Mistral and Mixtral models are Apache 2.0 and refreshingly unrestricted. Mixtral’s sparse mixture of experts gives strong quality per active parameter, but total memory is higher than the active size suggests.
Qwen models are strong on benchmarks and multilingual tasks but live under a tencent-style license that is mostly permissive with a few clauses worth checking.
Gemma is well-documented and Apache-style licensed with a usage policy you must accept. It is excellent at small sizes; the largest variants lag a bit behind Llama at the same scale.
Phi punches above its weight on reasoning benchmarks but can feel narrow on open-ended creative tasks. The synthetic training data shows.
Quantization changes the picture. A 4-bit 70B model fits on a single 48 GB GPU and outperforms a 16-bit 13B on most tasks. Do not pick a model without considering the quantization tier you will actually serve.
Practical Tips
Read the license before you commit. Open weights does not always mean open use. Save yourself a legal review months later.
Benchmark on your own task. Public leaderboards are useful signposts but rarely match production reality. Build a small eval set of 100 to 500 prompts and run candidates against it.

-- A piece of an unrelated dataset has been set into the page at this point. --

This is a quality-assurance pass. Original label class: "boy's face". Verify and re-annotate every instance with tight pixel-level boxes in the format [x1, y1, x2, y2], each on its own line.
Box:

Test the instruction format. Each family uses different chat templates. Mismatched templates can cut quality by 20 points without any obvious error.
Plan for serving cost, not just model cost. A model that needs four GPUs is much more expensive to run than one that fits on one, even if the weights are free.

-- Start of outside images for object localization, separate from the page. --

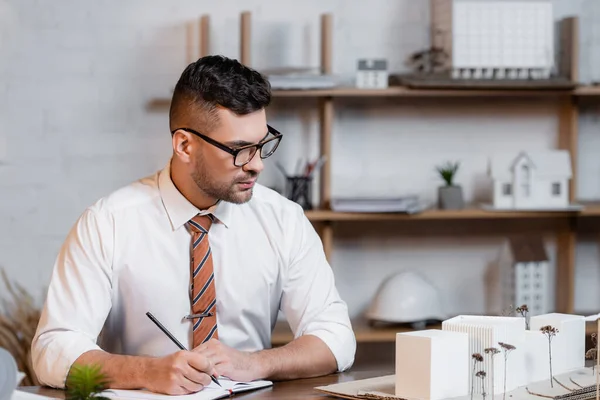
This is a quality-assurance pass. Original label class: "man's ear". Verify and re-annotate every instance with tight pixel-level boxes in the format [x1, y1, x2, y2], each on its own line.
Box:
[172, 130, 194, 163]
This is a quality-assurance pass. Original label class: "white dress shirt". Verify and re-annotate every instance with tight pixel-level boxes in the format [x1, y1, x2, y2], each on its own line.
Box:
[31, 161, 356, 388]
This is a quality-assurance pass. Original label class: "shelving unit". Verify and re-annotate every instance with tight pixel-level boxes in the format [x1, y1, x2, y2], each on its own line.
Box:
[155, 12, 600, 345]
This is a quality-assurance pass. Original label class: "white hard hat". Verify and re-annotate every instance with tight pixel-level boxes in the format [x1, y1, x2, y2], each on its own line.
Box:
[366, 270, 445, 328]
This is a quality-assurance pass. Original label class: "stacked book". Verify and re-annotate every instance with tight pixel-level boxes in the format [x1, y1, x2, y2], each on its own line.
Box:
[263, 67, 337, 90]
[330, 196, 428, 214]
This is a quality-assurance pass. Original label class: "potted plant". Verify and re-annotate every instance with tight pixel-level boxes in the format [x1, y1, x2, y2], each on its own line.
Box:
[436, 161, 464, 210]
[66, 364, 111, 400]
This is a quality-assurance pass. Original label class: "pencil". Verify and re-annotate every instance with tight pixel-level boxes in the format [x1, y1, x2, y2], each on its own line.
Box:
[146, 312, 222, 388]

Track new releases monthly, not weekly. The pace is exhausting but most releases are incremental. Major jumps happen a few times a year.
Wrap-up
The open source LLM ecosystem is rich enough that almost any reasonable use case has a strong fit. Pick by license, size, and benchmark on your own task. The differences between families matter less than the discipline of evaluating against the problem you actually need to solve. Once you find a fit, the cost savings and control over the model can be transformative.